Bragg’s workplace has invested thousands and thousands of {dollars} seized from banks in a set of outreach applications nonetheless of their early phases, with the cash aiming to attach assets to people who find themselves homeless and other people going through low-level expenses for crimes of poverty. His Pathways division has assigned prosecutors to every of the workplace’s Trial bureaus to proactively establish individuals who would profit from options to jail or jail.
The DA doesn’t consider his initiatives have solved the crises of homelessness and psychological sickness and the way the justice system responds to them. He pointed to a invoice he’s co-sponsored with state Sen. Brad Hoylman-Sigal that might join folks charged with low-level offenses whose instances are dismissed with psychiatric therapy and short-term and long-term housing.
“This is something that has been and will continue to be a significant priority, and I would think about it on a continuum,” Bragg mentioned.
Manhattan District Lawyer Alvin Bragg addresses the Media) Manhattan District Lawyer Alvin Bragg is pictured in Manhattan on Thursday, Nov. 14, 2024. (Theodore Parisienne for New York Each day Information)

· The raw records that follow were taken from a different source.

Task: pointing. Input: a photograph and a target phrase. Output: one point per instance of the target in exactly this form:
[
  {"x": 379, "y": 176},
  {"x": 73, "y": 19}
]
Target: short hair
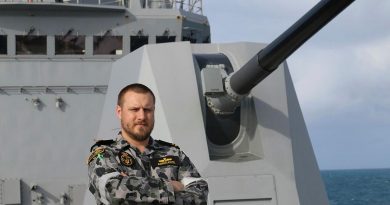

“We did 6,400 shoplifting prosecutions last year, so we will continue to bring those cases, but also bring to bear the mental health interventions for those kinds of cases in particular.”
Bragg mentioned he considers one other of his largest challenges to be guaranteeing justice for the town’s renters and staff, points Mamdani made central to his traditionally profitable marketing campaign for Metropolis Corridor. The DA pointed to the workplace’s enhance in prosecutions in opposition to dangerous landlords, corrupt builders, and wage-stealing managers following the launch of its housing and employee safety items.
“The biggest challenge is focusing on the disorder that we see,” the DA mentioned. “If you’ll allow me to have a compound answer, I also do think our kind of, you might call it an ‘economic justice practice area’ … Obviously, there’s been a lot of discussion about affordability and costs, and I think on our docket, we see it manifesting in a number of ways.”
Bragg mentioned he wasn’t involved about his standing with the commander-in-chief, who has made no secret of his disdain for the DA for positioning him as the one president to be convicted of a criminal offense or to make use of the federal authorities’s enforcement powers in opposition to his perceived political enemies, just like the not too long ago indicted state AG Tish James.
“I just got the privilege of another four years,” the DA mentioned.
“Seventy-four percent of the voters in Manhattan, and they elected me to focus on continuing to drive shootings down from 66% and homicides from 48%. That’s what I’ve been focused on for four years, the work is what I’ve been focused on for a quarter century now, and that’s where I’m gonna continue to focus.”